Prometheus Metric	Source	Description
`rippled_rpc_requests`	ServerHandler.cpp:108	Total RPC request count
`rippled_ledger_fetches`	InboundLedgers.cpp:44	Ledger fetch request count
`rippled_ledger_history_mismatch`	LedgerHistory.cpp:16	Ledger hash mismatch count
`rippled_warn`	Logic.h:33	Resource manager warning count
`rippled_drop`	Logic.h:34	Resource manager drop count

Histograms (from StatsD timers)

Prometheus Metric	Source	Description
`rippled_rpc_time`	ServerHandler.cpp:110	RPC response time (ms)
`rippled_rpc_size`	ServerHandler.cpp:109	RPC response size (bytes)
`rippled_ios_latency`	Application.cpp:438	I/O service loop latency (ms)
`rippled_pathfind_fast`	PathRequests.h:23	Fast pathfinding duration (ms)
`rippled_pathfind_full`	PathRequests.h:24	Full pathfinding duration (ms)

Grafana Dashboards

Eight dashboards are pre-provisioned in docker/telemetry/grafana/dashboards/:

RPC Performance (`rippled-rpc-perf`)

Panel	Type	PromQL	Labels Used
RPC Request Rate by Command	timeseries	`sum by (xrpl_rpc_command) (rate(traces_span_metrics_calls_total{span_name=~"rpc.command.*"}[5m]))`	`xrpl_rpc_command`
RPC Latency p95 by Command	timeseries	`histogram_quantile(0.95, sum by (le, xrpl_rpc_command) (rate(traces_span_metrics_duration_milliseconds_bucket{span_name=~"rpc.command.*"}[5m])))`	`xrpl_rpc_command`
RPC Error Rate	bargauge	Error spans / total spans × 100, grouped by `xrpl_rpc_command`	`xrpl_rpc_command`, `status_code`
RPC Latency Heatmap	heatmap	`sum(increase(traces_span_metrics_duration_milliseconds_bucket{span_name=~"rpc.command.*"}[5m])) by (le)`	`le` (bucket boundaries)
Overall RPC Throughput	timeseries	`rpc.request` + `rpc.process` rate	—
RPC Success vs Error	timeseries	by `status_code` (UNSET vs ERROR)	`status_code`
Top Commands by Volume	bargauge	`topk(10, ...)` by `xrpl_rpc_command`	`xrpl_rpc_command`
WebSocket Message Rate	stat	`rpc.ws_message` rate	—

Transaction Overview (`rippled-transactions`)

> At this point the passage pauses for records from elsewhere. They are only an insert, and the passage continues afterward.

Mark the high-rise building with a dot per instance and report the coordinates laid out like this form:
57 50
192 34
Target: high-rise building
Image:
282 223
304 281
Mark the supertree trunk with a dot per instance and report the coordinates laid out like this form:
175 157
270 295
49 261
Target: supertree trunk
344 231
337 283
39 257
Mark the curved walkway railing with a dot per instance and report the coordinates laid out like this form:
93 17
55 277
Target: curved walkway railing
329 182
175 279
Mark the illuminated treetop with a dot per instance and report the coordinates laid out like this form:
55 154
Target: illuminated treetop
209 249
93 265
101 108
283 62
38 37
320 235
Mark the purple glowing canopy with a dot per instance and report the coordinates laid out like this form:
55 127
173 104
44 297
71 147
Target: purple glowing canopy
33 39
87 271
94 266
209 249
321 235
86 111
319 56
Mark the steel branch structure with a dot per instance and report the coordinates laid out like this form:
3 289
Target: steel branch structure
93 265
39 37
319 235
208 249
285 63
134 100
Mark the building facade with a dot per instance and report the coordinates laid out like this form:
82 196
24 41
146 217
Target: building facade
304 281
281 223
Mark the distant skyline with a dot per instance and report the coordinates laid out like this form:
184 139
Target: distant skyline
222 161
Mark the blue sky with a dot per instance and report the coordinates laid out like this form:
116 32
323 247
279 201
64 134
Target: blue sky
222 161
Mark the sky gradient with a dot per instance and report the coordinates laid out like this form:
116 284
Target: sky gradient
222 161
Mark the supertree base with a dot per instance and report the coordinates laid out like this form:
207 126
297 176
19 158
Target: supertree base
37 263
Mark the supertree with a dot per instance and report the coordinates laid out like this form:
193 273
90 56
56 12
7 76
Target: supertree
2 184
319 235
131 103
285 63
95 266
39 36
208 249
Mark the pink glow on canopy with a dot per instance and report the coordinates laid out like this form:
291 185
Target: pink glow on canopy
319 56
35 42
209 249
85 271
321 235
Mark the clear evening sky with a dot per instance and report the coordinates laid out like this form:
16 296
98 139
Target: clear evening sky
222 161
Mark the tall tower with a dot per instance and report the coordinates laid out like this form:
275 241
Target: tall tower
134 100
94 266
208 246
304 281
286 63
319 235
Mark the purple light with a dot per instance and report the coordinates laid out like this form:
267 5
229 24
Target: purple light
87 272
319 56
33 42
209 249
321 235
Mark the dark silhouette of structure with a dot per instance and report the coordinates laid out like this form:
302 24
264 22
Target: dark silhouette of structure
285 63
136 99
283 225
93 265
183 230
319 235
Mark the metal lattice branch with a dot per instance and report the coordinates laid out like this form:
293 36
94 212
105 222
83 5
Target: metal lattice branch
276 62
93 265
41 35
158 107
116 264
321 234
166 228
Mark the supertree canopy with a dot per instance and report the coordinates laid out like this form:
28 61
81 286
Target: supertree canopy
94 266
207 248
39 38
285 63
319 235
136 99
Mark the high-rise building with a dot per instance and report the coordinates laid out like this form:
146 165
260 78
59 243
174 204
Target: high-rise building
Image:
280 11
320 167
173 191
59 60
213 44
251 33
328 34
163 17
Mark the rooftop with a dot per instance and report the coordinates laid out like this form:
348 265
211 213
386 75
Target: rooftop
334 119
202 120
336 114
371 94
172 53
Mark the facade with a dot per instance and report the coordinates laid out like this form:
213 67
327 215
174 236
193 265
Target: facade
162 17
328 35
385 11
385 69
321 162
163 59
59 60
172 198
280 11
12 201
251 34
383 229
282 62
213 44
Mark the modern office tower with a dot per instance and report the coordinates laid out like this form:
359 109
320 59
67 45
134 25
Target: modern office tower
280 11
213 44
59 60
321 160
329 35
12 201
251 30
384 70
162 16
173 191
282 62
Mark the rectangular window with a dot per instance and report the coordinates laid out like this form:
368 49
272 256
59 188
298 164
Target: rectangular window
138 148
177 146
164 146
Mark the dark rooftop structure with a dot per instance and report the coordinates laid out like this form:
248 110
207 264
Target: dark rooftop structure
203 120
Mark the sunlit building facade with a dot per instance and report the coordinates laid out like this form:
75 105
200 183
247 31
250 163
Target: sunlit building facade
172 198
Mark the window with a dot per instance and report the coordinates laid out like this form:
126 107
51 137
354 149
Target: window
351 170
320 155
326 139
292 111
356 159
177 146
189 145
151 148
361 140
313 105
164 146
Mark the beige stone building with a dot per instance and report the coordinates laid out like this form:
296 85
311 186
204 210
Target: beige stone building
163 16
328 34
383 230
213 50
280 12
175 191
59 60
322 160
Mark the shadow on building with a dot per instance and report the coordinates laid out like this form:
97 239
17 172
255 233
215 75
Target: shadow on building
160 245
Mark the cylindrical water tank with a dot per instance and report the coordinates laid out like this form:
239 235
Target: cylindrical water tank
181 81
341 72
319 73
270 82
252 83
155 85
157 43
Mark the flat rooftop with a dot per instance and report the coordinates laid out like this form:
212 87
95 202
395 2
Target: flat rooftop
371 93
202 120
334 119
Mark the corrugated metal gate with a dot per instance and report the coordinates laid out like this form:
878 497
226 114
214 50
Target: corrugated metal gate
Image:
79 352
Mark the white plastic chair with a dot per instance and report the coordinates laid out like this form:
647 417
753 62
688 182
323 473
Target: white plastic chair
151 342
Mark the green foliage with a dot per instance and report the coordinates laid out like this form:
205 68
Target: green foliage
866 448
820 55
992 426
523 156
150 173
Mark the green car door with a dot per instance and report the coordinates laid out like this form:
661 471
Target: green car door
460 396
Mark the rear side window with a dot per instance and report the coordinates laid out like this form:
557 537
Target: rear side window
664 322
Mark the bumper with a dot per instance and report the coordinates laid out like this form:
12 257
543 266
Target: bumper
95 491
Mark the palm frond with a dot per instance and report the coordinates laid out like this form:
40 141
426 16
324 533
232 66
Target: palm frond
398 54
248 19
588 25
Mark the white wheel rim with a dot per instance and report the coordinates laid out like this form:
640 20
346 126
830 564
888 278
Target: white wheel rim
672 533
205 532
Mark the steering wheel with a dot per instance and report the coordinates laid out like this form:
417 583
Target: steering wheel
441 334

Panel	Type	PromQL	Labels Used
Transaction Processing Rate	timeseries	`rate(traces_span_metrics_calls_total{span_name="tx.process"}[5m])` and `tx.receive`	`span_name`
Transaction Processing Latency	timeseries	`histogram_quantile(0.95 / 0.50, ... {span_name="tx.process"})`	—
Transaction Path Distribution	piechart	`sum by (xrpl_tx_local) (rate(traces_span_metrics_calls_total{span_name="tx.process"}[5m]))`	`xrpl_tx_local`
Transaction Receive vs Suppressed	timeseries	`rate(traces_span_metrics_calls_total{span_name="tx.receive"}[5m])`	—
TX Processing Duration Heatmap	heatmap	`tx.process` histogram buckets	`le`
TX Apply Duration per Ledger	timeseries	p95/p50 of `tx.apply`	—
Peer TX Receive Rate	timeseries	`tx.receive` rate	—
TX Apply Failed Rate	stat	`tx.apply` with `STATUS_CODE_ERROR`	`status_code`

Consensus Health (`rippled-consensus`)

Panel	Type	PromQL	Labels Used
Consensus Round Duration	timeseries	`histogram_quantile(0.95 / 0.50, ... {span_name="consensus.accept"})`	—
Consensus Proposals Sent Rate	timeseries	`rate(traces_span_metrics_calls_total{span_name="consensus.proposal.send"}[5m])`	—
Ledger Close Duration	timeseries	`histogram_quantile(0.95, ... {span_name="consensus.ledger_close"})`	—
Validation Send Rate	stat	`rate(traces_span_metrics_calls_total{span_name="consensus.validation.send"}[5m])`	—
Ledger Apply Duration	timeseries	`histogram_quantile(0.95 / 0.50, ... {span_name="consensus.accept.apply"})`	—
Close Time Agreement	timeseries	`rate(traces_span_metrics_calls_total{span_name="consensus.accept.apply"}[5m])`	—
Consensus Mode Over Time	timeseries	`consensus.ledger_close` by `xrpl_consensus_mode`	`xrpl_consensus_mode`
Accept vs Close Rate	timeseries	`consensus.accept` vs `consensus.ledger_close` rate	—
Validation vs Close Rate	timeseries	`consensus.validation.send` vs `consensus.ledger_close`	—
Accept Duration Heatmap	heatmap	`consensus.accept` histogram buckets	`le`

Ledger Operations (`rippled-ledger-ops`)

Panel	Type	PromQL	Labels Used
Ledger Build Rate	stat	`ledger.build` call rate	—
Ledger Build Duration	timeseries	p95/p50 of `ledger.build`	—
Ledger Validation Rate	stat	`ledger.validate` call rate	—
Build Duration Heatmap	heatmap	`ledger.build` histogram buckets	`le`
TX Apply Duration	timeseries	p95/p50 of `tx.apply`	—
TX Apply Rate	timeseries	`tx.apply` call rate	—
Ledger Store Rate	stat	`ledger.store` call rate	—
Build vs Close Duration	timeseries	p95 `ledger.build` vs `consensus.ledger_close`	—

Peer Network (`rippled-peer-net`)

Requires trace_peer=1 in the [telemetry] config section.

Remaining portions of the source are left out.